I say this as someone who's fought political correctness as soon as I knew what political correctness was. I say this as someone who has complete disrespect for the likes of Andrea Dworkin and Catherine McKinnon. I say this as someone who has done much intellectual heavy lifting to fight wrongful directions in feminism. And, yes, I say this as someone who has seen how good and wonderful women can be when they are allowed to be that way.
One major problem that's faced by women of goodwill is running into people like you. They start out having goodwill toward men, but it gets poisoned by having relationships with violent bullies. Then when they run into someone who's willing to treat them well they become hateful and distrustful. And this hurts men as much as it hurts women, creating a chain reaction that leads everyone to become the very worst person that they can be, and in everyone's lives becoming hideous.
It is time that there be a better way to have relationships. It is time that there be a better example. It is time that there be a better way to live.
I do not advocate political correctness. I do not advocate misandrist feminism any more than I advocate violence against women.
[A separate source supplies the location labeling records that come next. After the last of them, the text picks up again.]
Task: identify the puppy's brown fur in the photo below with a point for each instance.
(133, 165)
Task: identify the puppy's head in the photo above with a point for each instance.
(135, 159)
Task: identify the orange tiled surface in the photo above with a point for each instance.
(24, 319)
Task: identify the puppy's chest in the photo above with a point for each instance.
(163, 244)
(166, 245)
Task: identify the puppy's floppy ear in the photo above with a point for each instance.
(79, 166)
I advocate relationships of mutual love and respect. I advocate an attitude that can actually benefit both the women and the men. I advocate how things can be done right.
I do not think that you would be happy if Hayley winds up with an Eminem. Nor do I think that you would be happy if Hayley's boyfriend starts making songs about stuffing her in the back of his car, or if Hayley's son makes songs about how he wants to kill her. The influence that you are pushing is an influence that will find any woman, including your daughter. And that sabotages whatever claims of love for your daughter that you make.
You had a bad mother, and I had a good mother. Neither of us has chosen that situation; but both of us can choose where to take one's influence in the world. Your work has taught many men to be horrible to women who've done nothing bad to them. And it will take the work of many people to undo that influence.